HadrienG / InSilicoSeq

:rocket: A sequencing simulator
https://insilicoseq.readthedocs.io
MIT License
184 stars 32 forks source link

zlib.error #132

Closed ma-celik closed 4 years ago

ma-celik commented 4 years ago

Greeting Hadrien, i have been trying to install with pip and pip3, although it says install is complete when i try to run it iss command not found. I have installed it with conda and im running this command iss generate --ncbi bacteria --n_genomes_ncbi 10 --model hiseq --output miseq_ncbi and it gives me the below output, the command works just fine on my other computer which i have ubuntu 14.04 while this one has ubuntu 18.04 INFO:iss.app:Starting iss generate INFO:iss.app:Using kde ErrorModel INFO:iss.download:Searching for bacteria to download INFO:iss.download:Downloading GCF_000204155.1 INFO:iss.download:Downloading GCF_008247605.1 INFO:iss.download:Downloading GCF_002591135.1 INFO:iss.download:Downloading GCF_008245065.1 INFO:iss.download:Downloading GCF_001735765.2 INFO:iss.download:Downloading GCF_002447735.1 INFO:iss.download:Downloading GCF_005221965.1 INFO:iss.download:Downloading GCF_900638625.1 INFO:iss.download:Downloading GCF_900322585.1 Traceback (most recent call last): File "/home/celik/anaconda3/envs/my_env/bin/iss", line 10, in sys.exit(main()) File "/home/celik/anaconda3/envs/my_env/lib/python3.7/site-packages/iss/app.py", line 542, in main args.func(args) File "/home/celik/anaconda3/envs/my_env/lib/python3.7/site-packages/iss/app.py", line 111, in generate_reads g, n, args.output + '_ncbi_genomes.fasta') File "/home/celik/anaconda3/envs/my_env/lib/python3.7/site-packages/iss/download.py", line 51, in ncbi assembly_to_fasta(url, output) File "/home/celik/anaconda3/envs/my_env/lib/python3.7/site-packages/iss/download.py", line 75, in assembly_to_fasta request.content, zlib.MAX_WBITS | 32).decode() zlib.error: Error -3 while decompressing data: incorrect header check

Can you help me out with this?

HadrienG commented 4 years ago

Hi!

Firstly let's see what's up with the pip issue:

i have been trying to install with pip and pip3, although it says install is complete when i try to run it iss command not found

How have you installed python? from apt-get? If so, I think (I don't have ubuntu so you're gonna have to try this yourself) pip does not install your packages in /usr/bin but in /usr/local/lib/pythonX.x/bin/

Can you check if the directory above in in your PATH? If not, adding it will solve the issue.

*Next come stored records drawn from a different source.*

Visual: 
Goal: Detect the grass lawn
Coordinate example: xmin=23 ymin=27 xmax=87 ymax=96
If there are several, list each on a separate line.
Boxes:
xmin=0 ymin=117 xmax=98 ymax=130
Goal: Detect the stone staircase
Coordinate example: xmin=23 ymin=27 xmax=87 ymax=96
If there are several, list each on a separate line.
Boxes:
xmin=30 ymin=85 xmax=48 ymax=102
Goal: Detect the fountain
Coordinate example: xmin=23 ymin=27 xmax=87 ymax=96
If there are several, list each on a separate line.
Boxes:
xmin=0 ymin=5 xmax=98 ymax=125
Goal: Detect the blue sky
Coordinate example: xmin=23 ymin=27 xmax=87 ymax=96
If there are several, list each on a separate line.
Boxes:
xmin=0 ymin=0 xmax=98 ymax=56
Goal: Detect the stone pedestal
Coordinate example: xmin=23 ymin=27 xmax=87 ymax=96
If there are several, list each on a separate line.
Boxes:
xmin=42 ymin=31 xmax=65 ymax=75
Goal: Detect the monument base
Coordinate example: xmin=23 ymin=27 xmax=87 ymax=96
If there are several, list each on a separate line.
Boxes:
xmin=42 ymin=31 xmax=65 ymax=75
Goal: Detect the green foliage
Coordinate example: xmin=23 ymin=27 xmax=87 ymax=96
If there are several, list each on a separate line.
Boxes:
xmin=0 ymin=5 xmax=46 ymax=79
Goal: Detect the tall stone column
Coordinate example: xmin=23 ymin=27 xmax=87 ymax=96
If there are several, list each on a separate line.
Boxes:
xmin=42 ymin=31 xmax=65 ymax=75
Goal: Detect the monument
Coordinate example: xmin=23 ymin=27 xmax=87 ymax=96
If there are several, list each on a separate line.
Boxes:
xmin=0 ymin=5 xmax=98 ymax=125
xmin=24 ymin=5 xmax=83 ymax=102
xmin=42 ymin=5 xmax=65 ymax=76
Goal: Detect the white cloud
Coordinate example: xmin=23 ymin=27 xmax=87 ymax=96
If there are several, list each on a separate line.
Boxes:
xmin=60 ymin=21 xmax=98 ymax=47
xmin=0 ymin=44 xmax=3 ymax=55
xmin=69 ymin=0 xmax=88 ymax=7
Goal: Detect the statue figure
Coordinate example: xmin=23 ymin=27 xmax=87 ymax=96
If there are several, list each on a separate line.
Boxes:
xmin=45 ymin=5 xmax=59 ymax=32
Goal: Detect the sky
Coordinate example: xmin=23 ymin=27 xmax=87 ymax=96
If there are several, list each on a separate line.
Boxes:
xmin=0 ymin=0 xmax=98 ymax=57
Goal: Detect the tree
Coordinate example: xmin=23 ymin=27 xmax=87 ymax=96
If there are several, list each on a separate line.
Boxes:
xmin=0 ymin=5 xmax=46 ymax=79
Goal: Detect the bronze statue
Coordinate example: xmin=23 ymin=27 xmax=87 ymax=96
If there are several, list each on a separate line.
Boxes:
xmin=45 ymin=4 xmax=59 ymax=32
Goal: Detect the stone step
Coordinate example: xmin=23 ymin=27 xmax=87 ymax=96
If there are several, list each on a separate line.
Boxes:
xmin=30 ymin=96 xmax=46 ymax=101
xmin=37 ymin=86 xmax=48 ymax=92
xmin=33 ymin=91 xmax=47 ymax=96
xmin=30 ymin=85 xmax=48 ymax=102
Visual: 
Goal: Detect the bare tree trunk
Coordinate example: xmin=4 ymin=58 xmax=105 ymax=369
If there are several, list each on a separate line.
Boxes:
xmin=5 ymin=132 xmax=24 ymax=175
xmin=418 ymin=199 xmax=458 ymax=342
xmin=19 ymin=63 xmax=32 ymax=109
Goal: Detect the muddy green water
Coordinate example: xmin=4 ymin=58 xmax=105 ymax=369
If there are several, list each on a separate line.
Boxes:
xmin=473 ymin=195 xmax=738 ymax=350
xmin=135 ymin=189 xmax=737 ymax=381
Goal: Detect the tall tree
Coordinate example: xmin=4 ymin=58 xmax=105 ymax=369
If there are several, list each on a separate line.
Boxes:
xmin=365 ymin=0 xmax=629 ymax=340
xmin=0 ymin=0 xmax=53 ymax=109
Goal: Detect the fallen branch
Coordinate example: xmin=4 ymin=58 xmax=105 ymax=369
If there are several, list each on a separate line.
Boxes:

Secondly, for the download issue:

request.content, zlib.MAX_WBITS | 32).decode() zlib.error: Error -3 while decompressing data: incorrect header check

This means that InSilicoSeq is trying to decompress (or, before decompressing, checking the data format) headers that are not there. I'd say it's unlikely it's a bug since zlib.MAX_WBITS | 32 automatically detects which compression format is used.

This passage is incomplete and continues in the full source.